Schematic representation of TAF1 functional domains and mutation conservation analysis. (A) Functional domains in TAF1 are represented by colored boxes with domain names noted below (23). HAT domain, histone acetyltransferase domain. Mutations found in USC are labeled at the top by red text. (B) Multiple sequence alignment across vertebrate and invertebrate species around the seven mutations found in USC. Mutation positions in human TAF1 are labeled in red at the top. Sequence aligned by Clustal W 2.0 (24).

Fig. 4.

Copy-number profile of 25 USC tumors.
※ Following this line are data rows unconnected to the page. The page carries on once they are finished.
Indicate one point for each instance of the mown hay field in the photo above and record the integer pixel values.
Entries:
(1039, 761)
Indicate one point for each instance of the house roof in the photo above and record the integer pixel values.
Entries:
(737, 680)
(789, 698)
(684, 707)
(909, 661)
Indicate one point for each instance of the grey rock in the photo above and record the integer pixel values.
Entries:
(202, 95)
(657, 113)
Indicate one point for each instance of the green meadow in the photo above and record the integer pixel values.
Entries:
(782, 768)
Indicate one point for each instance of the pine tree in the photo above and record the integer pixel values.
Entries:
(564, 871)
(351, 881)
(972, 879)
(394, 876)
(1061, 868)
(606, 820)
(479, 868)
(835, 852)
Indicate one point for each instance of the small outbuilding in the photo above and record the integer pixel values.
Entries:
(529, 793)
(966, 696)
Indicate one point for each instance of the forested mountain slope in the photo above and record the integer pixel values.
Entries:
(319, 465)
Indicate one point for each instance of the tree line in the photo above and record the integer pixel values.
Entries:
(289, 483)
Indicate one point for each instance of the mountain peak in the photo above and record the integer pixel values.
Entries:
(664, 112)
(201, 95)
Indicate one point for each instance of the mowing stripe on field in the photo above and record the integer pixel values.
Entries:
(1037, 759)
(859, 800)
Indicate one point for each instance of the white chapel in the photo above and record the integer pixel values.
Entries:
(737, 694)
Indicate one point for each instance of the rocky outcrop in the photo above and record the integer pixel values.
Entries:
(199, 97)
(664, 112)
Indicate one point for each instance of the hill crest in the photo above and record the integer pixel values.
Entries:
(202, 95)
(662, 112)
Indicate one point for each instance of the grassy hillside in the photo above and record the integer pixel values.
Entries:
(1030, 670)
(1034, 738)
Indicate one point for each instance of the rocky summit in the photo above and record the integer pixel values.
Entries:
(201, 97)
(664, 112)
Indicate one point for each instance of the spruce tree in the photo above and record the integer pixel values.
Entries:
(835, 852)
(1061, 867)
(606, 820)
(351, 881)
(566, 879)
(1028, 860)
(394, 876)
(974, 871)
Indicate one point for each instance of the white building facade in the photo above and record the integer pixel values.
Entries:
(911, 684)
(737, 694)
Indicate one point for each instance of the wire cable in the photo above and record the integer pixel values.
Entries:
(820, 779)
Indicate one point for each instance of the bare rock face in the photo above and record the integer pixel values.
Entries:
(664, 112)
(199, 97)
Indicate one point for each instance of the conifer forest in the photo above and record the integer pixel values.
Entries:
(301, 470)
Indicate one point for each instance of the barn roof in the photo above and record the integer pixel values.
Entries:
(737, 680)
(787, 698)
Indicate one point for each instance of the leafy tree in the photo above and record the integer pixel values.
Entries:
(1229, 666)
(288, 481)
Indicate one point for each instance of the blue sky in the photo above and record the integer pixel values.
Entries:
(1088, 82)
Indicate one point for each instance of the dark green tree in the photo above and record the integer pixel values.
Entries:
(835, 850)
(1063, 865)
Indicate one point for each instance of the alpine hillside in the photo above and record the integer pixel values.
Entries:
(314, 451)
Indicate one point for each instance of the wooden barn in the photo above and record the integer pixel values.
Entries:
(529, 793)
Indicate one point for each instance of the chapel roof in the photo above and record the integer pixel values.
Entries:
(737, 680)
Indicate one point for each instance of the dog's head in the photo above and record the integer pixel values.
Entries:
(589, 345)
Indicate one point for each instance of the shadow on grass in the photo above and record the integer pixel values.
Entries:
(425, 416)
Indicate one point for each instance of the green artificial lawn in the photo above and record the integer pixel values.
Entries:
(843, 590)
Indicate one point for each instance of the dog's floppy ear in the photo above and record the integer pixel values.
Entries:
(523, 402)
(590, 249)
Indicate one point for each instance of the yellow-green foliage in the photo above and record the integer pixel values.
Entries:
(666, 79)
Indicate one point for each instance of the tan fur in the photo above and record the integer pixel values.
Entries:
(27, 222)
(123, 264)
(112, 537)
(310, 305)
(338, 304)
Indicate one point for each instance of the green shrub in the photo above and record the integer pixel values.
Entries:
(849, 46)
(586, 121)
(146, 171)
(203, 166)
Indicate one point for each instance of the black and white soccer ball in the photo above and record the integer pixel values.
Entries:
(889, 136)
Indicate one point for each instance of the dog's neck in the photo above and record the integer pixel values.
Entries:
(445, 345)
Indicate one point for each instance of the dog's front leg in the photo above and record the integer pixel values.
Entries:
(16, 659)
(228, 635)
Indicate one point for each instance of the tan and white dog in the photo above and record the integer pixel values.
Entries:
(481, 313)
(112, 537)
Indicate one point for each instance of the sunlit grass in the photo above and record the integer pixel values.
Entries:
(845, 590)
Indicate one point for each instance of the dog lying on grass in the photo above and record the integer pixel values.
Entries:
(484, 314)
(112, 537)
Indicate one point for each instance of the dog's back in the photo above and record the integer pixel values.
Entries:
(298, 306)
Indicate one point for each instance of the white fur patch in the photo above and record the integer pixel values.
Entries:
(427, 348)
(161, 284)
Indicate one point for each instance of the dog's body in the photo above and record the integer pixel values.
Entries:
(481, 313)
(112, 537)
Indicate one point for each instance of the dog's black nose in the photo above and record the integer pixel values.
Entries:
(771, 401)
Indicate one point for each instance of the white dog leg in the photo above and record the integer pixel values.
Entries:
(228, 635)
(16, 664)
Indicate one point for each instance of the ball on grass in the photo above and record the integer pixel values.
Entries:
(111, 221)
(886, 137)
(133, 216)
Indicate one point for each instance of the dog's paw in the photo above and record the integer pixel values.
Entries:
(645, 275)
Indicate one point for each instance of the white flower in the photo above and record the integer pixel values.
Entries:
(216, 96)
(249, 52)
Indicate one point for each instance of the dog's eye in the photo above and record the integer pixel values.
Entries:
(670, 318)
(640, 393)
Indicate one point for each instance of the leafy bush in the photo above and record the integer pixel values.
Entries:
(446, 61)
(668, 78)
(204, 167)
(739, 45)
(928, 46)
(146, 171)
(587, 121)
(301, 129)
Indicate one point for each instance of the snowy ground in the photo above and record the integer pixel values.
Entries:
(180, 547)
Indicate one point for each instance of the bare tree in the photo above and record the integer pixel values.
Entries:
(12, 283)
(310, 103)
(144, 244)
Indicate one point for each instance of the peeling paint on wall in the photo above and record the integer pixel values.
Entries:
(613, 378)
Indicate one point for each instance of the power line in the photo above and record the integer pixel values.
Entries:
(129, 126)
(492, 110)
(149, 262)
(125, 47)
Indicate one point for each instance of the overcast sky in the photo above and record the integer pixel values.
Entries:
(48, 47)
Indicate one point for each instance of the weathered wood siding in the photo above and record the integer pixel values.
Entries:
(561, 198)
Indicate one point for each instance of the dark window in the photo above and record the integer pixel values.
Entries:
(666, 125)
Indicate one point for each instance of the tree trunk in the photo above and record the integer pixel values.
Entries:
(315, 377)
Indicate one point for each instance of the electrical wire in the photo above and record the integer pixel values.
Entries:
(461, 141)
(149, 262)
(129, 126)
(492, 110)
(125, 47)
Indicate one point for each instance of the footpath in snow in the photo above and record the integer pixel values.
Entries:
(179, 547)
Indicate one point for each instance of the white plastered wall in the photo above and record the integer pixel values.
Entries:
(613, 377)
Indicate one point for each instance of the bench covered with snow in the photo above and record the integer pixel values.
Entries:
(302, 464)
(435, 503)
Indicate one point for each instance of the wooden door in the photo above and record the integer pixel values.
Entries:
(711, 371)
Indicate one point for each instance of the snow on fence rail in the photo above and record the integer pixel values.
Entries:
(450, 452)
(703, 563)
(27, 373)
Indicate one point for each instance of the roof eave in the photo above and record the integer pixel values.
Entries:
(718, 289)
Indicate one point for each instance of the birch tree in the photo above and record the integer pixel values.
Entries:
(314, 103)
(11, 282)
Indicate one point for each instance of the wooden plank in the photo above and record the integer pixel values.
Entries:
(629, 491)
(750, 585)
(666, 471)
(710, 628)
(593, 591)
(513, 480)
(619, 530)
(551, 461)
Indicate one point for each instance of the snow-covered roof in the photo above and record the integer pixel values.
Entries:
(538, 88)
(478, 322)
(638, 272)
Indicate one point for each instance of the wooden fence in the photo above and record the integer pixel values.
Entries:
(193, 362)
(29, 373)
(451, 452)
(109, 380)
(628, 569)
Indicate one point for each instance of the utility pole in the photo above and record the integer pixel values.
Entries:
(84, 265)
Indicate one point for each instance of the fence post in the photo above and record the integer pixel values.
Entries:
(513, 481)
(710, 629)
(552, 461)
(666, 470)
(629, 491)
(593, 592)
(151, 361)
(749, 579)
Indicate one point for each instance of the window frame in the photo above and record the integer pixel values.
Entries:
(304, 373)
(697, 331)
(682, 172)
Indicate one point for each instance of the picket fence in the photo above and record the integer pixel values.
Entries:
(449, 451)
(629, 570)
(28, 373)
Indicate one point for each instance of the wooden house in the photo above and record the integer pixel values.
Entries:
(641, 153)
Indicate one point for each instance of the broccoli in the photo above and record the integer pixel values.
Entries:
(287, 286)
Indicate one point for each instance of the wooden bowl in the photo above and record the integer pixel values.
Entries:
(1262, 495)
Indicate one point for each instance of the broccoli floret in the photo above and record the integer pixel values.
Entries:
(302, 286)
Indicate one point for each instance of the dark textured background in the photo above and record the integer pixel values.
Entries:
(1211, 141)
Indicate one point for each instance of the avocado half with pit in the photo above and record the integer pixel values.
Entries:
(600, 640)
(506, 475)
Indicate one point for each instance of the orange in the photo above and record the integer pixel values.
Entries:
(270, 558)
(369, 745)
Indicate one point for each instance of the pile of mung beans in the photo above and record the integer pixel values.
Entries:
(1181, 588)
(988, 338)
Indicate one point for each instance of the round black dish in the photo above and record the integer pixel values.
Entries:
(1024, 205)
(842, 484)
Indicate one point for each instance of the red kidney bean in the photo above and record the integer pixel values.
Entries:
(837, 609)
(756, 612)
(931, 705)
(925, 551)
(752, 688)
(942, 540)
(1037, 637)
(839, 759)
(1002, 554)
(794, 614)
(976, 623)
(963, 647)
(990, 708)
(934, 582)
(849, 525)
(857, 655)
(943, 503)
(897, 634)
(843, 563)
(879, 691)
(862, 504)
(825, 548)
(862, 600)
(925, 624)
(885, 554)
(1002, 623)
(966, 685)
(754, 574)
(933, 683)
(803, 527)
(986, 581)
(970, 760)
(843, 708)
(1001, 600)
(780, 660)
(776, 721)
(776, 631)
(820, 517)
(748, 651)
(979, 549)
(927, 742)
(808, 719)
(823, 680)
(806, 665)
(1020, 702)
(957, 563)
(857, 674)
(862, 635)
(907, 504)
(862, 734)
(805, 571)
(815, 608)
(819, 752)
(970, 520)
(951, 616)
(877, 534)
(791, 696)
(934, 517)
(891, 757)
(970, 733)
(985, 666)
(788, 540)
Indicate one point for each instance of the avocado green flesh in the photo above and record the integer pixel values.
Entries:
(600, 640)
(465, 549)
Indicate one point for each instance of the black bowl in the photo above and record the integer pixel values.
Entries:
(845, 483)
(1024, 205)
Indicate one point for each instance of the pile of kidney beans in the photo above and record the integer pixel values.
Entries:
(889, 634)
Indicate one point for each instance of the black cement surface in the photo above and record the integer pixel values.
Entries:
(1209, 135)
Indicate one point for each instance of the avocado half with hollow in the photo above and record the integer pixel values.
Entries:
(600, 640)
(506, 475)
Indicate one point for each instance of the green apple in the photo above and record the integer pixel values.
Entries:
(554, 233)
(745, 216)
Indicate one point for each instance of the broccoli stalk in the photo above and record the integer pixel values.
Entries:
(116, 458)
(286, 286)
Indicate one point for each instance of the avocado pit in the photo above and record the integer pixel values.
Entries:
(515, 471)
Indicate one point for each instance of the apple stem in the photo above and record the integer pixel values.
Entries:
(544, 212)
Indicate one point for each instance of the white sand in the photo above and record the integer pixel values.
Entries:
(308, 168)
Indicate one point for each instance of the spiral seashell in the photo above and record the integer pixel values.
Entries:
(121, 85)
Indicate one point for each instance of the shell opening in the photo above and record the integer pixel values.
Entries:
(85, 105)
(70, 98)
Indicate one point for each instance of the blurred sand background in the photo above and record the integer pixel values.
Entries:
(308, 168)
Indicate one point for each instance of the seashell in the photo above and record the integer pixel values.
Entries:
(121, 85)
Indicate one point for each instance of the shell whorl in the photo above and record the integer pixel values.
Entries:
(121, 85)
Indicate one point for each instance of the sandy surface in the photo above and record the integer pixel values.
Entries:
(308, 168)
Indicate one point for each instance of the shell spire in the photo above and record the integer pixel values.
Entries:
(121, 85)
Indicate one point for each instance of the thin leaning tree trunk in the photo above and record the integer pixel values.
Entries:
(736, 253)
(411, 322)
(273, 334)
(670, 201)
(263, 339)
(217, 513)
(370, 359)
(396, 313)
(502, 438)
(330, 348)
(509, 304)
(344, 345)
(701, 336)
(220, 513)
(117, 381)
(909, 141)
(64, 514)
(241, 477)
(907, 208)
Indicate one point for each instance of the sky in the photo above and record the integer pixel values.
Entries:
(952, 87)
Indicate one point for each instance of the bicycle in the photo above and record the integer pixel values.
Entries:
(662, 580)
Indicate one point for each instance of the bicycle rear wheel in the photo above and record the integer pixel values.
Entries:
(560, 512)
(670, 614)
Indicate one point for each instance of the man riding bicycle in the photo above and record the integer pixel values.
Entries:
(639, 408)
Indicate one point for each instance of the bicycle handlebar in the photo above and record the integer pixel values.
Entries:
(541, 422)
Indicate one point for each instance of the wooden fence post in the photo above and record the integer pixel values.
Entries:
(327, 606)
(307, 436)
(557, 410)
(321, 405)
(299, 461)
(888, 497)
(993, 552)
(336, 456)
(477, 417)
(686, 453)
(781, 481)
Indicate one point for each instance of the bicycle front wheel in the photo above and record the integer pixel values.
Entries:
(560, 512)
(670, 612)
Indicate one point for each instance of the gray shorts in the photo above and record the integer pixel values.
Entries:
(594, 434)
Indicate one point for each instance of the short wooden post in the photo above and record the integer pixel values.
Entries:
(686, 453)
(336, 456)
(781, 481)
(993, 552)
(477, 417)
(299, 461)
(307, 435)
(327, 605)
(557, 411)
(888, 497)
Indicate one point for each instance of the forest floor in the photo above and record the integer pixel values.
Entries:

Frequency of copy-number gain (red) and copy-number loss (blue) are plotted along the genome. Horizontal dotted line, genome-wide significance level for CNV gain (red) and CNV loss (blue). Genes of interest in significant CNV peak regions are labeled.

Fig. 5.

Major altered pathways in USC. The altered percentages shown for genes and pathways come from the 25 matched tumors with CNV information. Genes are colored based on their activity in the pathway diagram. Pink, predicted activated; blue, predicted inactivated; gray, uncertain at this stage; lines with blunt end, inhibiting effect; lines with pointed end, promoting effect; dotted line, uncertain. Mutation and CNV status for each gene across the 25 samples are shown at the bottom following the pathway diagram.